In the same year, and in more sombre mood, Piper produced a fabric design for Sanderson’s: ‘Stones of Bath’, printed on the firm’s Sanderlin fabric, a satinised linen which gave the designs a shimmering, restless texture. It was ideally suited to Piper’s designs for scudding clouds over Snowdonia (‘The Glyders’ fabric, 1960); the rippling, restless waters of the Grand Canal in Venice (‘Chiesa Della Salute’, 1960); and the play of light on Bath stone as in ‘Stones of Bath’. The Pipers had ‘The Glyders’ made into loose covers for the chairs at their home Fawley Bottom — ‘Fawley Bum’, John Betjeman called it.

Piper, who with Betjeman was a keen church-haunter, turned the foliate heads of medieval church bosses into patterns for silk scarves.

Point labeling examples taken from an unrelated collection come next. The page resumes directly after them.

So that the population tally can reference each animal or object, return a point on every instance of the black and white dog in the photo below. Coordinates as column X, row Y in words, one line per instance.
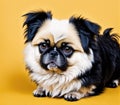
column 69, row 58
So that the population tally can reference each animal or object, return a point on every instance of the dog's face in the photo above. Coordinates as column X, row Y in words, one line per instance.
column 59, row 46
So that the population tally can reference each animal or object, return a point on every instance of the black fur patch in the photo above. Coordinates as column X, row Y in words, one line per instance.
column 87, row 31
column 33, row 21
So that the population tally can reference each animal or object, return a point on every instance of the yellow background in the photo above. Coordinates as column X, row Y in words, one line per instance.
column 15, row 85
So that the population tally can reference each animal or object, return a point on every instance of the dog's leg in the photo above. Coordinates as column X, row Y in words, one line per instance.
column 39, row 92
column 73, row 96
column 113, row 83
column 76, row 95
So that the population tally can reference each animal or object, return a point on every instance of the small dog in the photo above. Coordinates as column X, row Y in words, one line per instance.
column 69, row 58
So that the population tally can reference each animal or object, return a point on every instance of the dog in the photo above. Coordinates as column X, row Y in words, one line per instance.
column 70, row 58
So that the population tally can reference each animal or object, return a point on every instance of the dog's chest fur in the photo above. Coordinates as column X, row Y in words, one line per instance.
column 56, row 84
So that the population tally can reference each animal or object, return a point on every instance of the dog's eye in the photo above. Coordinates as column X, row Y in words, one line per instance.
column 67, row 50
column 43, row 47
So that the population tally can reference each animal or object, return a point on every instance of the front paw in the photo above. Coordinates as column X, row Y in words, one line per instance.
column 73, row 96
column 39, row 93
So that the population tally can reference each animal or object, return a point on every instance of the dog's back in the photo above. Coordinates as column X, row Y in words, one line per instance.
column 110, row 58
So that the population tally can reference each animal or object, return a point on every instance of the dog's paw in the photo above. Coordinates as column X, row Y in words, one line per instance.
column 73, row 96
column 39, row 93
column 113, row 84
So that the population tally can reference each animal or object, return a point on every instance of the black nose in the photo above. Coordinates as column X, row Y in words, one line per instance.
column 53, row 53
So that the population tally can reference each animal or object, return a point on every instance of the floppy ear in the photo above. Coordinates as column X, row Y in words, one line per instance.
column 87, row 31
column 33, row 21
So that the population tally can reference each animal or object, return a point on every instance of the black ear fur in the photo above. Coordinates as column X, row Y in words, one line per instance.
column 33, row 21
column 87, row 31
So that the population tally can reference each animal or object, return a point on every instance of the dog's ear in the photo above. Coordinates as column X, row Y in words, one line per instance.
column 87, row 31
column 33, row 21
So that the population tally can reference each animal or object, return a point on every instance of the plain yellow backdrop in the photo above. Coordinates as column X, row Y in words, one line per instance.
column 15, row 86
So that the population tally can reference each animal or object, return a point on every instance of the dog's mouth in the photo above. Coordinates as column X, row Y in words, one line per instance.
column 52, row 66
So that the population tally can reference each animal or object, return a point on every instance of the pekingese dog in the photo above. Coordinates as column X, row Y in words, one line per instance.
column 69, row 58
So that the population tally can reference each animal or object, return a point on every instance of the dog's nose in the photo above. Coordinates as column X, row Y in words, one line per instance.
column 53, row 53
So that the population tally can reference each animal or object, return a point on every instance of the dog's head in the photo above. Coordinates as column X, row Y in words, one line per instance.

These ‘Green Men’ turn up again as a set of ‘Four Seasons’ tapestries for the Royal Surrey County Hospital (1986). Winter is particularly appealing with his walrus moustache of ivy above holly-berry lips.

At the Fine Arts Society exhibition Counterpoint II: Modern Realism 1910–1950, there is more Piper, here painting a beach scene on an evening mild enough to sketch with the window open. Collaged curtains made of paper doilies blow in the breeze. In ‘The Harbour at Night’ (1933), an old tobacco packet — ‘Superfine Shagg’ — becomes an advertisement hoarding on the seafront. The sea is silver paper.

Counterpoint tackles the accepted notion that the story of modern art in Britain is one of an insistent ‘journey towards abstraction’. In the 1930s, Piper rejected the muscular abstraction of Ben Nicholson, as did many others. Here we find Stanley Spencer, C.R.W. Nevinson, Edward Wadsworth and John Duncan Fergusson in bright, holiday spirits at Cookham Regatta, Cap d’Antibes, and the quay at Dinard, and William Nicholson and Christopher Wood in raptures over freesias, primulas and mimosa. Eric Ravilious, meanwhile, has just the solution to dreary British rain: a submarine, sketched at the Admiralty base at Gosport, and perfectly watertight.